I got some negative vibes from some of the posts in this thread and others.
People belittling pmts and statements stating things like 'you can apply these movements, you'll just never be expert skiers."
The main thing I dislike about PMTS is the us/vs them attitude. I enjoy a variety of ways to look at my own and others skiing. Now I'm hearing that us/vs them attitude from people here.
As a psia level 3, I have very few issues with the progressions and intents. I taught in the Austrian ski school for a season and enjoyed their focus. As an All Mountain Ski Pro Certified coach, I also love Eric D's training. Which includes lifting and lightening, by the way, which some here seem to think of as bad words. (take a peak at the video in general skiing of "erics short turns". I think you'll see exactly what we and pmts teach going on in his long powder/crud turns. Maybe you don't think that's expert skiing, but if not, I'd like to see those experts follow the line ) As a good skier, but by no means great (especially with who I have to ski with at AMSP, like eric d, wendy fisher and jay mack )I focus on a few simple moves that echo pmts alot.

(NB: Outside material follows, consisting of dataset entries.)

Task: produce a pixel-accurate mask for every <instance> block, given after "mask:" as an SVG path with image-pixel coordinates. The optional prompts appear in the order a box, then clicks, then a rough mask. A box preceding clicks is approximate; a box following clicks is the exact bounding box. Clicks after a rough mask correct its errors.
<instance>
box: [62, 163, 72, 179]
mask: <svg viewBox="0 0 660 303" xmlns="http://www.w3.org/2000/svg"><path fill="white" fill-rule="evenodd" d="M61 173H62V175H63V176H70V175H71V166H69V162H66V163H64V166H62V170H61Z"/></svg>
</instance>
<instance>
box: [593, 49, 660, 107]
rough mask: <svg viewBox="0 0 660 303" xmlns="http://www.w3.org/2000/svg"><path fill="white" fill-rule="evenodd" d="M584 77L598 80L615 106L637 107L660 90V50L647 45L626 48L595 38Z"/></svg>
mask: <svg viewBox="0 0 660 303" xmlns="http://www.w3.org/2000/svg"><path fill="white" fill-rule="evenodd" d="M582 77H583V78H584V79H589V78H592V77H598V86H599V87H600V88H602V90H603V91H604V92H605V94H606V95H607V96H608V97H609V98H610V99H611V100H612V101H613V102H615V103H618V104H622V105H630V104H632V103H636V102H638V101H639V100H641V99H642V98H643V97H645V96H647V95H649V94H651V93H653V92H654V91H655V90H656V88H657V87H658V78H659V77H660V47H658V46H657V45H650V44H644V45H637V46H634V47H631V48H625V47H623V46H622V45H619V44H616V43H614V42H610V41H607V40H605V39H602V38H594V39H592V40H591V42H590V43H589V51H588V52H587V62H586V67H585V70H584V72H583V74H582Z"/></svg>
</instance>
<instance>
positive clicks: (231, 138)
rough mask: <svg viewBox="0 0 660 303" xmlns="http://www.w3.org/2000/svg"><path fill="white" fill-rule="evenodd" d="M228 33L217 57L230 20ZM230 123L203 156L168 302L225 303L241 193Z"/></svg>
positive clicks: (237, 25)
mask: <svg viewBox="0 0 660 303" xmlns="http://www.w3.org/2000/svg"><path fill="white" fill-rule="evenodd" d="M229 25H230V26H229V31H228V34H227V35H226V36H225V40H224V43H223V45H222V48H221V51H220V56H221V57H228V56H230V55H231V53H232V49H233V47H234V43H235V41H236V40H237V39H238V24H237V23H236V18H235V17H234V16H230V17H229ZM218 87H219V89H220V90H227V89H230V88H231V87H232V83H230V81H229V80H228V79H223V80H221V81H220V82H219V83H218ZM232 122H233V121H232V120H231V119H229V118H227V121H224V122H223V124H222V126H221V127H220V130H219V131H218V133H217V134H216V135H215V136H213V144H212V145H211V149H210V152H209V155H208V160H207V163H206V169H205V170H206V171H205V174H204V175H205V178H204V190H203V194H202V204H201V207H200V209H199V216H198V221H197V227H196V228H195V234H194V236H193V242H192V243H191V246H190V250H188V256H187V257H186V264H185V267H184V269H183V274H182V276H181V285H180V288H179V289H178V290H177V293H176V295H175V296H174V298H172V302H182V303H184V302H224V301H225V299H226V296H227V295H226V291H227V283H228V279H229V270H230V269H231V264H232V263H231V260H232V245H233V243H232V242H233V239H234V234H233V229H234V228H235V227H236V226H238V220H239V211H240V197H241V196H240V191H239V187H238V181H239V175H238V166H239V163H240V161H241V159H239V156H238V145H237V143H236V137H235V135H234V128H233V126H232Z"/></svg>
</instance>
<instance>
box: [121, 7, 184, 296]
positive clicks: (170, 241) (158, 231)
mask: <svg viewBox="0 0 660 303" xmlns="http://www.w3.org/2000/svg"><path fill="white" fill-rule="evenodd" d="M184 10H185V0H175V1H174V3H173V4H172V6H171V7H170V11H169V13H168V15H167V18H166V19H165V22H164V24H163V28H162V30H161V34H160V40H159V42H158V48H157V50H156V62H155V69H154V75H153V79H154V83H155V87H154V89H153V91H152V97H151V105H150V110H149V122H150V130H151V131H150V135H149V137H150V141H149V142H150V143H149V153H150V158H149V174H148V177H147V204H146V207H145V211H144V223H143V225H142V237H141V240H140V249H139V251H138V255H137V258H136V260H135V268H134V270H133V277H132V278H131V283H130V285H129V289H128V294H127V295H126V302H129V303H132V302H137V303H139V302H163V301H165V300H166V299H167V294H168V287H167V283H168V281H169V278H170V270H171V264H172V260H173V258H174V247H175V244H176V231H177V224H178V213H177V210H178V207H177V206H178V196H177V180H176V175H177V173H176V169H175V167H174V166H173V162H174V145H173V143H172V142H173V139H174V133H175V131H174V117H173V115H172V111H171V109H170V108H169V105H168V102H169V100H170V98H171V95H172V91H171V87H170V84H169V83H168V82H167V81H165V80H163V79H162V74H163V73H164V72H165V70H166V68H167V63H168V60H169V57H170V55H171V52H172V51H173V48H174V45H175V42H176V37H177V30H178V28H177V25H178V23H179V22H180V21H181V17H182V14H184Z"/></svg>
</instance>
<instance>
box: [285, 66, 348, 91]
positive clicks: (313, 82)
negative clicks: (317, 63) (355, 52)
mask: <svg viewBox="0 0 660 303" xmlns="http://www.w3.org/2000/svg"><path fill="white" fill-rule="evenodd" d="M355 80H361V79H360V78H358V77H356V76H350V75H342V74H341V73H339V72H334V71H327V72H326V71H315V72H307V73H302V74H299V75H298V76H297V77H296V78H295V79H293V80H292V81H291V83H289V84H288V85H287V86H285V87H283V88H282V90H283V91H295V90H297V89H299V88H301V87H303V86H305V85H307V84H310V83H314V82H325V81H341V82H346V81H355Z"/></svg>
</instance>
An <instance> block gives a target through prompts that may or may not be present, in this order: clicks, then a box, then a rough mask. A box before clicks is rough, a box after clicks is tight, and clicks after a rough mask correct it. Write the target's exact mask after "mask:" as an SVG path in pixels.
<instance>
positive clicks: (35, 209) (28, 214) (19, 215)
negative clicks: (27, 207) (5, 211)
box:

Since I started skiing late (19) I'm a cerebral skier and enjoy a technical focal point that brings many things into line. I get that with amsp's technique.
I worked with some level 9's yesterday at Sugar Bowl and they were very strong, but with traditonal movement patterns. One was on the board of directors and said he had skied over 1000 days at the bowl. They both were stoked with the free foot focus. Keys being the relax to release and rolling the new light foot toward the little toe edge. They had been to the psia ski school there, but didn't feel it addressed their level of skier very well. I know that it was just the instructor, because there are pros there who could handle their level. You don't have to be psia/pmts/from austria or famous to make good skiers better. You just have to be open to ways that accent their strengths and teach them to minimize there weaknesses.
Anyway, I appreciate all I've learned from psia, austria, the mahres, all mountain ski pros and epicski.com. This wrong/right dogma seems off base and self rightous on either side.
I think I'm an expert and I can learn something from many here. I also think many of you are great skiers with many "experts", but could probably learn a couple of tricks from me. Instead of looking for the problems, I prefer to look for the opportunities.